Rating: 4.5 star rating

Tags : Spice RecipesVegetable RecipesBean RecipesMorocco Recipes



Ingredients:

1 sweet potato, peeled and cubed
1 medium aubergine (eggplant), cubed
1 green bell pepper, chopped
1 red bell pepper, chopped
2 carrots, cubed
1 onion, chopped
90ml olive oil
3 garlic cloves, minced
1/2 tsp ground turmeric
2 tsp Ras el hanout
1/2 tsp ground cinnamon
2 tsp sea salt
1/2 tsp cayenne pepper
450g cooked chickpeas (garbanzo beans)
2 tbsp blanched almonds
1 courgette (zucchini), sliced
2 tbsp raisins
240ml orange juice
1 tbsp freshly-grated ginger
280g spinach

Method:

Mix the orange juice an ginger and allow to sit in the fridge for 2 hours. Strain, remove the ginger and set aside.

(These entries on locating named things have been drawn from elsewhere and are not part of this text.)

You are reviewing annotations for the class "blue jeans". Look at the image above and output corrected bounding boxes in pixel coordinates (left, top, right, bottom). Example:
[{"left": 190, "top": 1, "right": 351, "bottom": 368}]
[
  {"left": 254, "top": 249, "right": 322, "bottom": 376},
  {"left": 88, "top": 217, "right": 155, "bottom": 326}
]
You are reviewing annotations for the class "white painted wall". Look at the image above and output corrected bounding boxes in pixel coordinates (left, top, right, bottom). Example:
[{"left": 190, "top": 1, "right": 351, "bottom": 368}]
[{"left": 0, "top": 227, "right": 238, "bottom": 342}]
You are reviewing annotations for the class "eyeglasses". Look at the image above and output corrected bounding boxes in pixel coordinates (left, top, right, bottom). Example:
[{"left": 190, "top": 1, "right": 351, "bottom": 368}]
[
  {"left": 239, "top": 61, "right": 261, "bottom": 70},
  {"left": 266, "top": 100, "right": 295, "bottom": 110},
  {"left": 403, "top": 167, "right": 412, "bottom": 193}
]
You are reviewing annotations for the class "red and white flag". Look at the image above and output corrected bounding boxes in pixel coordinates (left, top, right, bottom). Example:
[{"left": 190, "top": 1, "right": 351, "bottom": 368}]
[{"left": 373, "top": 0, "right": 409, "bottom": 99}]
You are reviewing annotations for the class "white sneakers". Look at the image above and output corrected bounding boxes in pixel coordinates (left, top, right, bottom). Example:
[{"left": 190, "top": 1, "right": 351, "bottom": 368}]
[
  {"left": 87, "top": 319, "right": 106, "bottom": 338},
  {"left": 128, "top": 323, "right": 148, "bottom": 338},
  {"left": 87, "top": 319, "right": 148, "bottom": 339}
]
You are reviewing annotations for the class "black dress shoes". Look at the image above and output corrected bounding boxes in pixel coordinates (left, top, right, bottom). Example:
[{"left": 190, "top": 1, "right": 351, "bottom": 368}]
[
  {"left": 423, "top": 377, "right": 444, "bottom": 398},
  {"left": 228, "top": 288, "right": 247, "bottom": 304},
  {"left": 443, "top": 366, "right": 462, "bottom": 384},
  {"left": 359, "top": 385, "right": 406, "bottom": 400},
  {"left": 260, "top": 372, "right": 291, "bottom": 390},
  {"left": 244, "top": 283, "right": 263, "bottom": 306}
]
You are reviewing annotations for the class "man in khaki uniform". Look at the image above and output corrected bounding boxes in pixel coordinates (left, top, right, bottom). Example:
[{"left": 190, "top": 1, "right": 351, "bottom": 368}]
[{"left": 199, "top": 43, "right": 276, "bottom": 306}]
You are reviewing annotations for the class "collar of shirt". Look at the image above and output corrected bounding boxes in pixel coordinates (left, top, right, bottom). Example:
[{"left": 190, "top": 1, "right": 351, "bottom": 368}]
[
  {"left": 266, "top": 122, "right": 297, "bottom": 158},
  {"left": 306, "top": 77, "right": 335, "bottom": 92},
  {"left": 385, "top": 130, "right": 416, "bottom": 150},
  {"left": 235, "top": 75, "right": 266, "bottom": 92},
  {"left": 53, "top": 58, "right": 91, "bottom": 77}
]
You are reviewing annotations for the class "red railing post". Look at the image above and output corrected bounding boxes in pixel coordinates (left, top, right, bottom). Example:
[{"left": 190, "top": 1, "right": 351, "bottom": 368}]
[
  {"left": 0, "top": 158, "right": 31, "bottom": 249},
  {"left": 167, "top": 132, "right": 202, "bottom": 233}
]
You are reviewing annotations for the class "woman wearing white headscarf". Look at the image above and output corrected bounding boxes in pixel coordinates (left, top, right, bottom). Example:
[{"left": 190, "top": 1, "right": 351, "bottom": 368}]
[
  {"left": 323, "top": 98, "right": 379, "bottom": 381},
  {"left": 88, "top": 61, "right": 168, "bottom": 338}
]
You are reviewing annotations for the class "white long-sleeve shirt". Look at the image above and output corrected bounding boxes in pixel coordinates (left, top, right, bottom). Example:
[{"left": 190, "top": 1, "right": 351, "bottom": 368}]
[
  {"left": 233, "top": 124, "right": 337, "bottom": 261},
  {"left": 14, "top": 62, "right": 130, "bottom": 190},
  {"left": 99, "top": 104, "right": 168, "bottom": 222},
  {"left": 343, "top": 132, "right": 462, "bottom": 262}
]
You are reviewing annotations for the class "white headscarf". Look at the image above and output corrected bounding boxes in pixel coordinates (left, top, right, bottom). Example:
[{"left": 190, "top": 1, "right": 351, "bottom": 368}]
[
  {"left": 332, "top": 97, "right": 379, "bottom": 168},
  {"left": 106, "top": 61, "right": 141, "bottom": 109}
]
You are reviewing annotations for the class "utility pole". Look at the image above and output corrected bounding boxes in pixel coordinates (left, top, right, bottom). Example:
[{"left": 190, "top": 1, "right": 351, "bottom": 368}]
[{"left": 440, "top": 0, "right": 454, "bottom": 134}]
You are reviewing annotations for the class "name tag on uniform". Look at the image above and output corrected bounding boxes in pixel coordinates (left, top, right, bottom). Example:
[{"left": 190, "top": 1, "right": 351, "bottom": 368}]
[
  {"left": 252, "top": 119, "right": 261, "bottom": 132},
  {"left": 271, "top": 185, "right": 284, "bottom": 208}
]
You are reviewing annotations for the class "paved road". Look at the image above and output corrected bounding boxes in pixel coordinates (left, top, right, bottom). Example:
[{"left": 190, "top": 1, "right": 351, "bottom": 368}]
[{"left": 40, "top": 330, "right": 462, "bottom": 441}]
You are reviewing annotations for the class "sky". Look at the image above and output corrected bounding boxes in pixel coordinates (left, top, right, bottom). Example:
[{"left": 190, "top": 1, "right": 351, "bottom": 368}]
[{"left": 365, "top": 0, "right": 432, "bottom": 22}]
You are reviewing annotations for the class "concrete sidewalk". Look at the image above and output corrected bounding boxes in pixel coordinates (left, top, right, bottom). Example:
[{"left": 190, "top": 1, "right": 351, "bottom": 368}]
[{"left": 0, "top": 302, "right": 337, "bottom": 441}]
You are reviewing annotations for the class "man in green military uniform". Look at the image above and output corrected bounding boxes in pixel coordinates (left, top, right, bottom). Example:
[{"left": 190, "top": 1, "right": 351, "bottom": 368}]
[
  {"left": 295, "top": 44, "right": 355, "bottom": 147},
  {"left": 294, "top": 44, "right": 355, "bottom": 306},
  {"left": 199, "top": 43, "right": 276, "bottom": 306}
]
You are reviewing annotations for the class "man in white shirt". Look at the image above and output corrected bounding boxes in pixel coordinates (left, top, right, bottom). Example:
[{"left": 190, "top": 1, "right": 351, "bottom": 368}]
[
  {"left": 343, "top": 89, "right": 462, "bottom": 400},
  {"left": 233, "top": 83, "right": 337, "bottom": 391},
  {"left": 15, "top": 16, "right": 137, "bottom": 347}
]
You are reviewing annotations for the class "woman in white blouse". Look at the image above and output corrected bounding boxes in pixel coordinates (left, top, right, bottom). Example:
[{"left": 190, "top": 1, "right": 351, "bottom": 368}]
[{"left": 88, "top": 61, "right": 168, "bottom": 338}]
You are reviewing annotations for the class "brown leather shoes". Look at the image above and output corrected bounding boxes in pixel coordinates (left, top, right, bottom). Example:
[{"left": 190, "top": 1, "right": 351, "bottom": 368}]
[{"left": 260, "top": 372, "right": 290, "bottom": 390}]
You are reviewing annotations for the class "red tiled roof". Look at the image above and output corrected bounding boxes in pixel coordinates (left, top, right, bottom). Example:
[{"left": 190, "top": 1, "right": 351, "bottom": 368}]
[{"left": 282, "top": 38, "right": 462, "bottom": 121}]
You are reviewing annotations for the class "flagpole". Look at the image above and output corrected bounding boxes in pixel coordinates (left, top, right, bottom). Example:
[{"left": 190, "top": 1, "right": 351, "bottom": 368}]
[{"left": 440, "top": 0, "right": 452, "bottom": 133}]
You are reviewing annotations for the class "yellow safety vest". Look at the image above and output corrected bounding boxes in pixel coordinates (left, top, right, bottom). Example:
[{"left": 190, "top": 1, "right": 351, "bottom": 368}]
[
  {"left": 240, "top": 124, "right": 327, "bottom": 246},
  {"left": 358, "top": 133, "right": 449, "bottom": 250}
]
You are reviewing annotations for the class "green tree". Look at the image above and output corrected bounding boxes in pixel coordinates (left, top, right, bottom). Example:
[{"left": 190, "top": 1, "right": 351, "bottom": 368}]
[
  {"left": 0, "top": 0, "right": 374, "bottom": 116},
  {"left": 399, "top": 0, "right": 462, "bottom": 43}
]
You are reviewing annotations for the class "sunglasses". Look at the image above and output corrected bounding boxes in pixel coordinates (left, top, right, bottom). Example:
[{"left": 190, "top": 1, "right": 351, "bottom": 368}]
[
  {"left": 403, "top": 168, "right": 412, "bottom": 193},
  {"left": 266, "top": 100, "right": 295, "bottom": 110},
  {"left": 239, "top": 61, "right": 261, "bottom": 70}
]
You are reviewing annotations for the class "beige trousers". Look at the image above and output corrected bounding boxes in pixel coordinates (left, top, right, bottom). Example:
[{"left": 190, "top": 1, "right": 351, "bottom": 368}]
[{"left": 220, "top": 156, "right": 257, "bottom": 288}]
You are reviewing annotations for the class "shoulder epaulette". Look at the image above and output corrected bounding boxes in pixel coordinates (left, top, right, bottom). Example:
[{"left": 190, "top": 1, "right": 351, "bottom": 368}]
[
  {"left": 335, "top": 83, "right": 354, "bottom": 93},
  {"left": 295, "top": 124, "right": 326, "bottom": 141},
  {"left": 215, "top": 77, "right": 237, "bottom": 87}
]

Add half the oil to a heat-proof casserole and use it to fry the sweet potato, aubergine, bell peppers, carrots and onion. Fry over medium heat for about 5 minutes, or until the onion is soft but not coloured.

Meanwhile, add the remaining oil to another pan and use it to gently fry the garlic, turmeric, Ras el hanout, cinnamon, salt and black pepper, frying until the spices are aromatic (about 3 minutes). Immediately tip the spice mixture into the casserole dish and add the chickpeas, almonds, courgette, raisins and spiced orange juice. Bring to a simmer, cover, and cook for 20 minutes.

Serve immediately with rice into which raisins and slivered, toasted, almonds have been stirred.